Funny thing is, ask anyone, the church has been a disaster on the subject of sex. Here in the U.S. we live in the most hyper-sexed culture in the world. We are experts in commodifying bodies, exporting pornographic material, and our homes are more silent on the subject than ever. Churches are just one step above silence: “Humans are not sexual creatures until they are married, so either get married or pretend you are not sexual.” Eeeesh. The brave ones among us, spend time reflecting on the God-given goodness of intimacy, the art of loving, and the lessons derived from commitment.

I should move to Sweden.

I am living in a city where the most popular, populated church is rigorously black and white on the subject of sex ( But I have a hunch it is all far more complicated than Mark Driscoll suggests.

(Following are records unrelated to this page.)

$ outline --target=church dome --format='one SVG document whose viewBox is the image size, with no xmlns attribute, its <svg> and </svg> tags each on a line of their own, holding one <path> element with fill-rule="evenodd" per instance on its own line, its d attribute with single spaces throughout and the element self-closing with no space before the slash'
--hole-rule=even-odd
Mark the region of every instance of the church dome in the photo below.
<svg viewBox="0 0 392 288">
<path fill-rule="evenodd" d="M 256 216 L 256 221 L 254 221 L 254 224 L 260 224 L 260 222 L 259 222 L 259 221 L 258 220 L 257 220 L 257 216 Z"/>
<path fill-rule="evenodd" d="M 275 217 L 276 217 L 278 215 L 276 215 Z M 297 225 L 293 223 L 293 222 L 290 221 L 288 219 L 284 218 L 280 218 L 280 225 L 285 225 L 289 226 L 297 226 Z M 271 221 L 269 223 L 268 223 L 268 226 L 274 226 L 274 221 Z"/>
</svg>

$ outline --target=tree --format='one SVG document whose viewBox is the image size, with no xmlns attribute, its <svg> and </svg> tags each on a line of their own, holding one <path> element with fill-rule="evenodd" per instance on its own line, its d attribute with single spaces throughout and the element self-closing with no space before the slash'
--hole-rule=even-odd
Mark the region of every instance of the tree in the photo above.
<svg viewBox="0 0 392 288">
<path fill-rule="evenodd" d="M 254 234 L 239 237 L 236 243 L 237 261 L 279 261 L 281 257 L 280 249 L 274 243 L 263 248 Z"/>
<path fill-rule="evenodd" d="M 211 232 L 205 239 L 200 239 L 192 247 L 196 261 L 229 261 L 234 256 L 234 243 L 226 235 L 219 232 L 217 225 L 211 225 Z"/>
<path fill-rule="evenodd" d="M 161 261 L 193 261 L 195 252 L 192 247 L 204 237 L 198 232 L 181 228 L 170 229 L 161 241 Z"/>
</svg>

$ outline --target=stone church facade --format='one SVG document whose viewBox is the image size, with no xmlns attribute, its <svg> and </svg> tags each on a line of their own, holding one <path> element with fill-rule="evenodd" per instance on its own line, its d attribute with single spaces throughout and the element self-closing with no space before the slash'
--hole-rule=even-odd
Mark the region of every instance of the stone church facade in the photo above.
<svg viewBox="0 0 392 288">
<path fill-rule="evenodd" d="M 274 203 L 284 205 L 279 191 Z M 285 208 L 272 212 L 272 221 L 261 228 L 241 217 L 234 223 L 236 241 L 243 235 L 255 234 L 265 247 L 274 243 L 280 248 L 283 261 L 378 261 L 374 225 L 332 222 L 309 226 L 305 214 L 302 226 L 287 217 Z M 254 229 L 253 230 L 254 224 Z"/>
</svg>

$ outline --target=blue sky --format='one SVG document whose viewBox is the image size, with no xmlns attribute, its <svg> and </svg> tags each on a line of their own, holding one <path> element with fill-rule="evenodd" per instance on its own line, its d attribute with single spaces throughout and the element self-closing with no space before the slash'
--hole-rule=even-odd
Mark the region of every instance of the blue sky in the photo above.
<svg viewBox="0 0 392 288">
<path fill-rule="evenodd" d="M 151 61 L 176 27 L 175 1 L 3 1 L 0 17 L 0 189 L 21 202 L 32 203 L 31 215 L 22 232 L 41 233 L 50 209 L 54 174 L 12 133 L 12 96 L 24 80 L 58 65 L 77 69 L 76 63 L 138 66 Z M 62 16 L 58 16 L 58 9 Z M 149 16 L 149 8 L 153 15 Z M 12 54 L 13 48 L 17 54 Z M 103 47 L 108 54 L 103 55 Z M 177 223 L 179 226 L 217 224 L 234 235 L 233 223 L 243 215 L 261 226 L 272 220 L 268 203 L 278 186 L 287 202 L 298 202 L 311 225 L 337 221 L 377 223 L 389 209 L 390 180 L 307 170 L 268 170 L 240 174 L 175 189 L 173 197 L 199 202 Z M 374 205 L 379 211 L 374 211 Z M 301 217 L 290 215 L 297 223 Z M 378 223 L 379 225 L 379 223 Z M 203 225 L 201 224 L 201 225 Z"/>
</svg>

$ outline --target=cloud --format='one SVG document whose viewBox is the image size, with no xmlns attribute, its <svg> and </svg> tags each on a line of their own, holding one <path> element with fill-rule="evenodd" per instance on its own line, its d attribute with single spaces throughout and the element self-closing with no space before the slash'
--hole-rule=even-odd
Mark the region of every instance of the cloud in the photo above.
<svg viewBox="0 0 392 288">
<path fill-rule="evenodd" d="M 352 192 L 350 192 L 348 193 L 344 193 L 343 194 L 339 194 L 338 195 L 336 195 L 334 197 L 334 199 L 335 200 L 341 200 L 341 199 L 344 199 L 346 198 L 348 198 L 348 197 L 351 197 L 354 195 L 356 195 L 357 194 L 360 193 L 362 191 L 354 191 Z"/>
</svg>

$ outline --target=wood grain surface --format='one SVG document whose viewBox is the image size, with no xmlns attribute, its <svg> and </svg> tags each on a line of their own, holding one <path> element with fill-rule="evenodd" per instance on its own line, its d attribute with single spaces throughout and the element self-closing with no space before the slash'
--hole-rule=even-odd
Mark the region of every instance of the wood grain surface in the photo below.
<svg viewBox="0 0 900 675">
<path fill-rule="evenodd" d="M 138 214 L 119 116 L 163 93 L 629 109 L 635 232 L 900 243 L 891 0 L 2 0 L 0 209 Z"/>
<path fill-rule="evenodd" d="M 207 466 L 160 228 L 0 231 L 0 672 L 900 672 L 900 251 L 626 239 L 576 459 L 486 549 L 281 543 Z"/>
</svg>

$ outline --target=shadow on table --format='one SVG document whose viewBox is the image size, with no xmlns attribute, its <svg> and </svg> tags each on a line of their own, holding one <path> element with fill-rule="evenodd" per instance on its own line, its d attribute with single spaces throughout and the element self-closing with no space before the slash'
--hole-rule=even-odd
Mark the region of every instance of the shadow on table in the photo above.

So, I will live in the complexity of the conversation because I am just an idiot 33 year old that wants to enter into it more fully and with deeper integrity. Guess who probably won’t get a church-gig in the Emerald City.

But I'll keep on keeping on. Looking for the right fit, right?

Who knows. Maybe we will all begin to make more room for each other, for the parts of us that flop over the edge of the cookie cutter. Stupid cookie cutter. I suspect the cookie will be tastier for it.

Friday, August 19, 2011

Pull, pull, pulling my hair out

So, I have come to discover something about myself. I am a worst-case-scenario kind of cat.

When I apply for a job the same patterns erupt:

1) Position reviewed. Application submitted.

2) Investigation period takes hold and I talk to a few people about the hopes/expectations of the position.

3) A dark cloud of unrelated warnings, red flags, noisy beeping explodes in short succession:

"Your boss will be a narcissist."
"You are overqualified for this position."
"You are a loser and you have no tangible skills to offer an organization."
"Maybe you should move to Europe."
"Starting over in a new city will be exciting."
"Moving across the country will make your family sad."
"I am hungry."
"You are crazy, so you should go run before you go insane."
"Maybe you should start a business cleaning houses."
"Hang in there. You are doing fine. You are awesome, fun, and will find a great place to serve."
"But your co-workers might be crazy."
"That will be okay because most people are crazy."

Now, being a worst-case scenario kind of person has its upsides. Nothing is as bad as I create it in my head.

O Carms, ye of little faith, "Look at the birds of the air, that they do not sow, nor reap nor gather into barns, and yet your heavenly Father feeds them. Are you not worth much more than they?"

It is a fabulous, beautiful, warm day in Seattle! It is high blue sky and this sunshine might call for some paddle boarding with Clark later today (who is making bread this instant!). Not bad. Not bad at all. The Hairless Wonder will go forth into the sunshine and play as intensely as she broods!

Monday, August 1, 2011

Earth's crammed with heaven...

...And every common bush afire with God,

But only he who sees takes off his shoes;

The rest sit round and pluck blackberries.